Zimbabwe’s Head of State and Government is heading a delegation of senior State officials for the January 30-31 Summit themed “Harnessing the demographic dividend through investment in the youth”.
Despite the theme’s focus on investing in the potential of Africa’s youth, President Mugabe and his fellow leaders will have to wrestle with weighty peace and security matters, as well as finally agree on who should replace South Africa’s Dr Nkosazana Dlamini-Zuma as AUC Chair after four years at the helm. African leaders six months ago failed to elect a successor, and now five candidates will battle it out again to earn the support of Heads of State and Government to steer through the infant stages of the AU’s ambitious development plan, Agenda 2063.
Botswana Foreign Affairs Minister Dr Pelonomi Venson-Moitoi, the Sadc candidate, will battle it out with Dr Moussa Faki Mahamat (Chad), Agapito Mba Mokuy (Equatorial Guinea), Dr Amina Mohammed (Kenya), and Dr Abdoulaye Bathily (Senegal).
Dr Venson-Moitoi and Mokuy were part of the July 2016 initial vote that saw none of the candidates getting the required two-thirds support of the AU leadership to assume the mantle at the Commission.
The Summit will also elect a new deputy chair and eight commissioners responsible for peace and security; political affairs; trade and industry; infrastructure and energy; social affairs; rural economy and agriculture; human resources, science and technology; and economic affairs.
Another key issue is Morocco’s return to the fold nearly 33 years after quitting the then OAU in a huff after continental leaders accepted the Saharawi Arab Democratic Republic, or Western Sahara, as a member.

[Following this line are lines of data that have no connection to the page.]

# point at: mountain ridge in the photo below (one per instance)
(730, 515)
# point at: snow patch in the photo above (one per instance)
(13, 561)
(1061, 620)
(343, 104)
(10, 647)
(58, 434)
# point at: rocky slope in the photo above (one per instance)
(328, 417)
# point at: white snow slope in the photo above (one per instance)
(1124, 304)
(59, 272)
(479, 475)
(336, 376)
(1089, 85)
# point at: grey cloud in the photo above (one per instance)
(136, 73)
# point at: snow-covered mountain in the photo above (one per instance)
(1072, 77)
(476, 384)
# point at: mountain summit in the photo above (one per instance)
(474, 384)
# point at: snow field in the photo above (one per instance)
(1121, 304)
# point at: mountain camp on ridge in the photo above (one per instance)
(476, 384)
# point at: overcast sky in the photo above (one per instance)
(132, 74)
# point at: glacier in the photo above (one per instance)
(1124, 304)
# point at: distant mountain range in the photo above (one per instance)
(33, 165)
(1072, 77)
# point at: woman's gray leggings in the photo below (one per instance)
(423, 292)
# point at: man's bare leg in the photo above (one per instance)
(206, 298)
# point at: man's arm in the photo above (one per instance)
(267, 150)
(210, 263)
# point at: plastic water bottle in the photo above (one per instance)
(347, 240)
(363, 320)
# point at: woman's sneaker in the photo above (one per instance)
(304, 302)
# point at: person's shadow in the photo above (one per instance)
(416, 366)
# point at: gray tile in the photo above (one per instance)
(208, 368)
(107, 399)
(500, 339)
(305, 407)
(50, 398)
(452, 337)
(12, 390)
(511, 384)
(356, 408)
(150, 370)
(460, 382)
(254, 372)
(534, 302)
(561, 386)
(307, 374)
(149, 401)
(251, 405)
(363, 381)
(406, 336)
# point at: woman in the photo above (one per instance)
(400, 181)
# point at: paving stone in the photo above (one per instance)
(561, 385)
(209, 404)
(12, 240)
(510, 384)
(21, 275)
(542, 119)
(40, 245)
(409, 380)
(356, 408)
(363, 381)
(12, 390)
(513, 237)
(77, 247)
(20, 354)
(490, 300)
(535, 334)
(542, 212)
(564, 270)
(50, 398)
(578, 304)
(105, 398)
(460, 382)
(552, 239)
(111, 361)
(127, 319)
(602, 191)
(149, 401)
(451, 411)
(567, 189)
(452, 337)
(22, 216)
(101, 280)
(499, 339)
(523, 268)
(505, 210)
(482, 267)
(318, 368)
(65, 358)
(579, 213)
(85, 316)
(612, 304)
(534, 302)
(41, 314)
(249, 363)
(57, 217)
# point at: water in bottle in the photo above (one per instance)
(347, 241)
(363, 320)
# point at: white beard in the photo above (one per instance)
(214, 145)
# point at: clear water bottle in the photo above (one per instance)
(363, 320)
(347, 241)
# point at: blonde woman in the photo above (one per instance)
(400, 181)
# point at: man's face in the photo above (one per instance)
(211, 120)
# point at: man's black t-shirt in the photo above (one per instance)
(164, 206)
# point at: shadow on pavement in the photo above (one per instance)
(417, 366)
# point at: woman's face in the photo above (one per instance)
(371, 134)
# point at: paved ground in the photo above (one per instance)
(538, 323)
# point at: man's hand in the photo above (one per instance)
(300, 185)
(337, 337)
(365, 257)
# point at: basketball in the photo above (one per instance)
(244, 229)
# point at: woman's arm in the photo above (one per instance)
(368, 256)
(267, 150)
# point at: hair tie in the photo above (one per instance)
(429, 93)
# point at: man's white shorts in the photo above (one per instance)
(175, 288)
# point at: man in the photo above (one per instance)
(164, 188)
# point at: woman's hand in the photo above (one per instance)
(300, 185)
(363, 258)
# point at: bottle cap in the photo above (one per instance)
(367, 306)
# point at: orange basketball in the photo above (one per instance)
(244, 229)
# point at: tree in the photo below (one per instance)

Western Sahara is Africa’s last remaining colony — under the occupation of Morocco.
President Mugabe has been a strong supporter of Western Sahara’s independence under the leadership of the Polisario Front. In this, Zimbabwe’s position is supported by Algeria and South Africa.
However, observers expect Morocco to be readmitted even though it has made it clear that it will not renounce its claims of sovereignty over Western Sahara.
Morocco annexed Western Sahara in 1975.
“The question now is whether Morocco’s reintegration means Western Sahara will now be excluded.
‘‘This is where there are very clear divisions in the AU,” Senegal-based political analyst Gilles Yabi told international media ahead of the Summit.
In early January, Morocco’s Foreign Affairs and Co-operation Minister Salaheddine Mezouar said “40 countries are supporting Morocco’s return to the AU”.
King Mohammed VI left for the AU Summit Friday to spearhead his country’s bid.
The issue of continued membership of the International Criminal Court by AU states is likely to arise once more.
The bloc is largely of the view that the ICC has been used as a tool to persecute those African leaders the West wants to remove from office.
Burundi, South Africa and The Gambia last year pulled out of the ICC over this matter, while Kenya has threatened to follow suit.
Zimbabwe has never ratified the Rome Statute creating the court, along with other countries like the United States who recognise that the ICC in its present form is a threat to sovereignty.
On the peace and security front, African leaders are likely to grapple with the situation in the DRC, Libya, Mali, Nigeria, Somalia, South Sudan and Nigeria.